It's funny, having spent so much time trying to replicate the look of rubber and plastic with paints, finishes, etc. in industrial design school for so long, it really blows my mind how simple it is to make the real thing.
This week is casting and molding and I worked with Will Patrick in the beginning to help document a tutorial Sam put on while the second half of the week was dedicated to making a molded plastic version of my motorcycle from the 3d print week.
The shopbot is surprisingly easy to setup for 3-axis milling. Using Partworks 3D and the few-step tutorial online, it was pretty much a no-brainer and the only kink in the road was tricking the software a bit by telling it my material was half its size so I could do a double-sided mold on the same block.
It was super painless and simple and the only new move is to re-zero halfway up the y-axis after the first mold and then bandsaw the two halves apart.
The wax molds came out beautifully.
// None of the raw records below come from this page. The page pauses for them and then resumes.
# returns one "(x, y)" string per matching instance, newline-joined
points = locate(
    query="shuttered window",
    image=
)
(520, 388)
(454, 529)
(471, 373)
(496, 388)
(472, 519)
I was initially worried the ball-tip bit we used would smooth out my nice angular geometry but it didn't at all. Because space was tight, I ended up blowing out a few walls of the mold but after taping a few pieces of acrylic to the sides we were good as new.
The casting room was freezing, which is why I suspect the oomoo silicone mold took 3x the stated 75min curing time to actually stiffen.
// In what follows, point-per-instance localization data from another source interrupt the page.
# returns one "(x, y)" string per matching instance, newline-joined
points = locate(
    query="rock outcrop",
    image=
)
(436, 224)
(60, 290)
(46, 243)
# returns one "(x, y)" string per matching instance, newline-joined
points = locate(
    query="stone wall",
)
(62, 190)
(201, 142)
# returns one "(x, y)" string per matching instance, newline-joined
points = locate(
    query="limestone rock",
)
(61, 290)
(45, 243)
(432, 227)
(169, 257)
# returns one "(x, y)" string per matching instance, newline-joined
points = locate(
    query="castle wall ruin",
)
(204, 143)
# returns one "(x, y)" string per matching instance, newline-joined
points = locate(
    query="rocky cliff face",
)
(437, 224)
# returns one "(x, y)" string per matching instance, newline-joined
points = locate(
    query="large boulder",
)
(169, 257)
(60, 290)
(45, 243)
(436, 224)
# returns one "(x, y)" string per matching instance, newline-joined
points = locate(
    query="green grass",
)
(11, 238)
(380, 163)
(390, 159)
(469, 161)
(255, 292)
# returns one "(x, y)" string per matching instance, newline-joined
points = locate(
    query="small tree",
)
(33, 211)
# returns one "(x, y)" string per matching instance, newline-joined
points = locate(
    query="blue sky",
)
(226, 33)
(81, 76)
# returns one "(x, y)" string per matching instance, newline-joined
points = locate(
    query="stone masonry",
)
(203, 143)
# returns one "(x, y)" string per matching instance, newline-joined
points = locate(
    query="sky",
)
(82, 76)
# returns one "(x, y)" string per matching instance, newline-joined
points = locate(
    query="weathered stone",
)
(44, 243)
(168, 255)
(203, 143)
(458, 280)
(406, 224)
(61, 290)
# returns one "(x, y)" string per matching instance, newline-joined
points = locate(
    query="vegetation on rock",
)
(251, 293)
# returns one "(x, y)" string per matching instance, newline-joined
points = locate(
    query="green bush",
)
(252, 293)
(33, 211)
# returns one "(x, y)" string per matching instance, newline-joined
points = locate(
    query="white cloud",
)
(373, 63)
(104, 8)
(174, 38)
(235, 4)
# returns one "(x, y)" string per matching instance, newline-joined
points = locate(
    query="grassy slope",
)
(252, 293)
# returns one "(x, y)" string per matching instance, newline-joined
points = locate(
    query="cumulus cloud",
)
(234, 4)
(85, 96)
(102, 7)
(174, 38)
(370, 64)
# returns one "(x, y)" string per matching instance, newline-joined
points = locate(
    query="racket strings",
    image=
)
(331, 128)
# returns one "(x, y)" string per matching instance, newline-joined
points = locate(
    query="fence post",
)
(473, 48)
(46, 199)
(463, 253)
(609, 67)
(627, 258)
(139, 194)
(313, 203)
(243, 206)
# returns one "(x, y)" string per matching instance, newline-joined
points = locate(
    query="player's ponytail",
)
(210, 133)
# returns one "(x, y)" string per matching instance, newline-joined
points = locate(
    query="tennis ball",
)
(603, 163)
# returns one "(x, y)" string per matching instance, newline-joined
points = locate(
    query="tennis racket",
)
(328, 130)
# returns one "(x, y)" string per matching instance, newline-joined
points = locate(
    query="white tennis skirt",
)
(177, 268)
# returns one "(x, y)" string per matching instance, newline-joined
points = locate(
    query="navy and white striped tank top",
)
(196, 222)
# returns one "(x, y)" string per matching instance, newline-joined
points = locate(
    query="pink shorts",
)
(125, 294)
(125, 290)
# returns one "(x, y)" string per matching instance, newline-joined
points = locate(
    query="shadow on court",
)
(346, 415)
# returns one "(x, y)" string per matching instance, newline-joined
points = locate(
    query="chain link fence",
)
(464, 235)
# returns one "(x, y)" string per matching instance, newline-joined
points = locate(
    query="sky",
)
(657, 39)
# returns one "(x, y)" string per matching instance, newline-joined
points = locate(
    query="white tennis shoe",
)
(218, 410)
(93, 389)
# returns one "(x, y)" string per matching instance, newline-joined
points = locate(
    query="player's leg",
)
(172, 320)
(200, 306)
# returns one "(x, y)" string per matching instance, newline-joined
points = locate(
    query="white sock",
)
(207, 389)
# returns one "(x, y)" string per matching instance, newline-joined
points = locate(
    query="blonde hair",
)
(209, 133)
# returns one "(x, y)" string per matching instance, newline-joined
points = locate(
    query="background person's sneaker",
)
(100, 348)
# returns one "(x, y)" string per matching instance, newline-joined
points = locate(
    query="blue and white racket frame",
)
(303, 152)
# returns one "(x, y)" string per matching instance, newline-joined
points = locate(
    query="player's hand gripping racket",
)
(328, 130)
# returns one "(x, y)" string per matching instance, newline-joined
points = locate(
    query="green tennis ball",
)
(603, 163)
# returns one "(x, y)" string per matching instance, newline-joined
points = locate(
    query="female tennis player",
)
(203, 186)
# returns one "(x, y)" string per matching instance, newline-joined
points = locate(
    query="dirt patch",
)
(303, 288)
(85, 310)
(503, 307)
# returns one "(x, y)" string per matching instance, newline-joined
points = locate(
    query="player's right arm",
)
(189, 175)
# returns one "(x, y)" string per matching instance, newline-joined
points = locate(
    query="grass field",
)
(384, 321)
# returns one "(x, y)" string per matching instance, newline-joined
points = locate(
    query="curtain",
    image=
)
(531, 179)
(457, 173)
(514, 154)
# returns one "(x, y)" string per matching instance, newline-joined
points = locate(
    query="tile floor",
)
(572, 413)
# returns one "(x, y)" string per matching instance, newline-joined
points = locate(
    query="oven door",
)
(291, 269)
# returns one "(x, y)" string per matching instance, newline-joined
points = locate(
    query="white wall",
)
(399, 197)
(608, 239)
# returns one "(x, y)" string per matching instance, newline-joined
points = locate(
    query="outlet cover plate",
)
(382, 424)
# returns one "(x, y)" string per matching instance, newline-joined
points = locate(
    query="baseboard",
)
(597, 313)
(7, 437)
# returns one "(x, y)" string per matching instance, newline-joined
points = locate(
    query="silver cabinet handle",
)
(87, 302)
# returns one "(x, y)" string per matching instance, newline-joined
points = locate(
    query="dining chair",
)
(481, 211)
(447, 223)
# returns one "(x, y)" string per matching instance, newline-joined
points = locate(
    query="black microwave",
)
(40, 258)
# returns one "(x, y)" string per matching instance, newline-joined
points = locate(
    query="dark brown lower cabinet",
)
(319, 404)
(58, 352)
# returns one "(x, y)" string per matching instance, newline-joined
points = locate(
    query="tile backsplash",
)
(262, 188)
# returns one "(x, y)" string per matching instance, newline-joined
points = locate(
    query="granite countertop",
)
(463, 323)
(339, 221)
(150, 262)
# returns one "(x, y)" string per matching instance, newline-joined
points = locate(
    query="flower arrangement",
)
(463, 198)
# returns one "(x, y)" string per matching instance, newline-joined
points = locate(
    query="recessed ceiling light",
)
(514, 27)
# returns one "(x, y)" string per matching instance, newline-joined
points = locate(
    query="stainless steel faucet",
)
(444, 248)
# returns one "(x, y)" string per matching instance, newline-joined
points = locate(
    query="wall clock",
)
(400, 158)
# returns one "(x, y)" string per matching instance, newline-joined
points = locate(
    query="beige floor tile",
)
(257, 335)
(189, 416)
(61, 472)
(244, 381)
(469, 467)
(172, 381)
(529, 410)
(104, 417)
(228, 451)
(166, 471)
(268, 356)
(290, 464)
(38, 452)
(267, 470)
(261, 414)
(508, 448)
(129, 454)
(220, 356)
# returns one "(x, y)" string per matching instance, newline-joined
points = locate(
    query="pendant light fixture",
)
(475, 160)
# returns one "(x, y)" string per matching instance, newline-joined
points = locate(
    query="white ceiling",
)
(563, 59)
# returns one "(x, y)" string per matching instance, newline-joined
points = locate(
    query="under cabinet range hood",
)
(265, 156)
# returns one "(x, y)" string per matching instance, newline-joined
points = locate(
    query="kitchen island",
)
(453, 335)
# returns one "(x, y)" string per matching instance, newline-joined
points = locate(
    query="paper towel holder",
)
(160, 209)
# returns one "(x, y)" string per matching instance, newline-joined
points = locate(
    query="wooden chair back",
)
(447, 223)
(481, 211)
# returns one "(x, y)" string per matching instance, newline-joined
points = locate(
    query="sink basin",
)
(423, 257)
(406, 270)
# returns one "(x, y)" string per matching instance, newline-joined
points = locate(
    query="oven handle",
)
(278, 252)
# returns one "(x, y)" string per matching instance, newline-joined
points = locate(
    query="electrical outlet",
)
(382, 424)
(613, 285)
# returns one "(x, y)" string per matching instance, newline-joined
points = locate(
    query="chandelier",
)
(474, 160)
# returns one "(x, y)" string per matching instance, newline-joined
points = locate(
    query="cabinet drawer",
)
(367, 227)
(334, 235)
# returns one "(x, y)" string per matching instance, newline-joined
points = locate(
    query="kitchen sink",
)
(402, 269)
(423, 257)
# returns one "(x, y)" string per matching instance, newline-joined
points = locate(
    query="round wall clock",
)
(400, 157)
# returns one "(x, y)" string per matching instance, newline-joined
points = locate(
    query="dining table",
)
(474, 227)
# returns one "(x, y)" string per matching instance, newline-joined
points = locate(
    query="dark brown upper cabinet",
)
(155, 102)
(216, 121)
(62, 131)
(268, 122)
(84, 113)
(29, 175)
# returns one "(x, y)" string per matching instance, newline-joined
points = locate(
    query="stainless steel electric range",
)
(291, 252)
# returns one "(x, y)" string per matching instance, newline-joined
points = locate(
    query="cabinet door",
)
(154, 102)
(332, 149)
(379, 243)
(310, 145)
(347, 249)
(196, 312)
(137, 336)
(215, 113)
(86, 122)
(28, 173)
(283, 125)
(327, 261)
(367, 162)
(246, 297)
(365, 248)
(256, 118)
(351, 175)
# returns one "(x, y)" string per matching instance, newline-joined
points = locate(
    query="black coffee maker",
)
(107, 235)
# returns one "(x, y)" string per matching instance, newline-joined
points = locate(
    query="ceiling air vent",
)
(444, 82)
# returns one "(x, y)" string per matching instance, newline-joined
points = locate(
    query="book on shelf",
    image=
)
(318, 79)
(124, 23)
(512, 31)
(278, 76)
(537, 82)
Initially I wanted to put registration marks in to help line up my parts but I ran out of space and the oomoo was still too soft to machine reliably, so I just went ahead and dove into pouring each half separately.
Sam had brought in some really great Smooth-On urethane plastic and black and white dyes to play with so I opted for black. The pot-life is only 2 minutes so I had to work quick in mixing in pouring.
The cast parts came out amazing and still thin enough to glue back-to-back without much trouble. I did have to go in with a sharp knife and cut out the outline as well as re-punch the holes for the wheels' forks.
Plastiweld didn't seem to bond this material at all but Leigh had some super glue that (predictably) worked well and once the whole chasis was patched up, I laser-cut some press-fit forks for the wheels (a mess of undercuts made this impossible to do in the two molds without flattening a side).
A touch of WD-40 on the shaft bearings and now this thing zips along my desk!